OpenAI revealed its inaugural custom-built inference processor, named Jalapeño, which was developed in collaboration with Broadcom. The processor caters specifically to the distinct requirements of OpenAI’s inference systems, with the company stating that its own AI models contributed to its development.
The chip is still undergoing testing, but early results indicate a significant improvement in performance-per-watt relative to current leading alternatives. OpenAI’s partnership with Broadcom was officially announced in October, and the creation of custom chips has been viewed as a strategy to reduce reliance on Nvidia’s graphics processing units.

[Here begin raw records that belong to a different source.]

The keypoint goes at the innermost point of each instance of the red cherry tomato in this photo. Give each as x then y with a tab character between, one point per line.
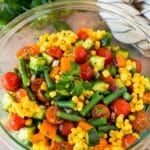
138	65
65	127
141	120
121	106
86	71
80	54
82	35
16	122
51	115
128	140
62	146
10	81
100	110
105	52
56	52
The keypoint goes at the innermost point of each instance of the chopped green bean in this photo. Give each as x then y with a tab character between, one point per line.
70	117
31	95
98	122
95	99
49	83
23	72
108	99
65	104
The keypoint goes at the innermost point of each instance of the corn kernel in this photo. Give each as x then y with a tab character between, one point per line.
106	73
28	122
93	52
52	94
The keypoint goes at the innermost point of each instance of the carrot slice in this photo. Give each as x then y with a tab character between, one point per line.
54	72
84	125
36	138
48	129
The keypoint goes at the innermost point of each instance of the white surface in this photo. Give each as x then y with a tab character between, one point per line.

Google and Amazon have created comparable custom chips, termed “AI accelerators,” to accelerate machine learning tasks. In an in-house podcast, OpenAI president Greg Brockman discussed the company’s chip development strategy after announcing the partnership with Broadcom. “We have a deep understanding of the workload,” Brockman said. “We’ve really been looking for specific workloads that are underserved, [and asking] how can we build something that will be able to accelerate what’s possible?”

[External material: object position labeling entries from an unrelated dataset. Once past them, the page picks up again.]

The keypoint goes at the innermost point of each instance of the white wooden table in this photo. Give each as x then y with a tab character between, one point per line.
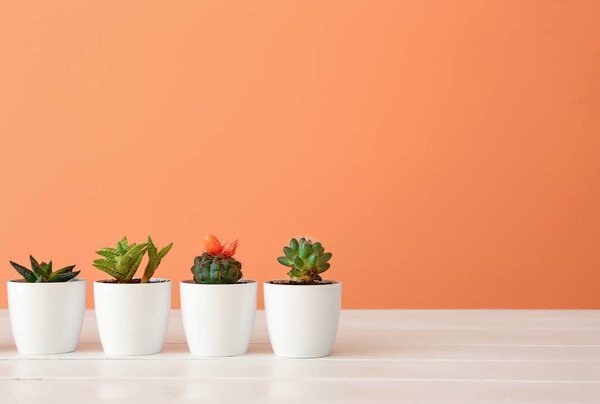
381	356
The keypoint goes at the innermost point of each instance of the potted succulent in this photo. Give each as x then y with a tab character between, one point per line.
218	306
132	313
46	308
303	311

Jalapeño is tailored for inference tasks, which involve the application of pre-built AI models based on user commands. According to OpenAI, the chip offers low operating costs when managing real-time coding models. However, performance-intensive processes such as pre-training may still require Nvidia hardware. Even minor reductions in inference costs could significantly enhance OpenAI’s profitability.
Optimizing the inference system is critical for the future economics of AI, and the company is expanding its capabilities across the entire technological stack. OpenAI is simultaneously developing products like Codex and the models that support them along with establishing data centers for model deployment. The shift to custom silicon is expected to further enhance these operational efficiencies.
OpenAI detailed that its strategy encompasses the design of infrastructure components, including chip architecture, kernels, memory systems, networking, scheduling, and deployment systems. This comprehensive approach allows for optimization across all layers of technology, aiming to deliver faster, more reliable, and cost-effective models for users.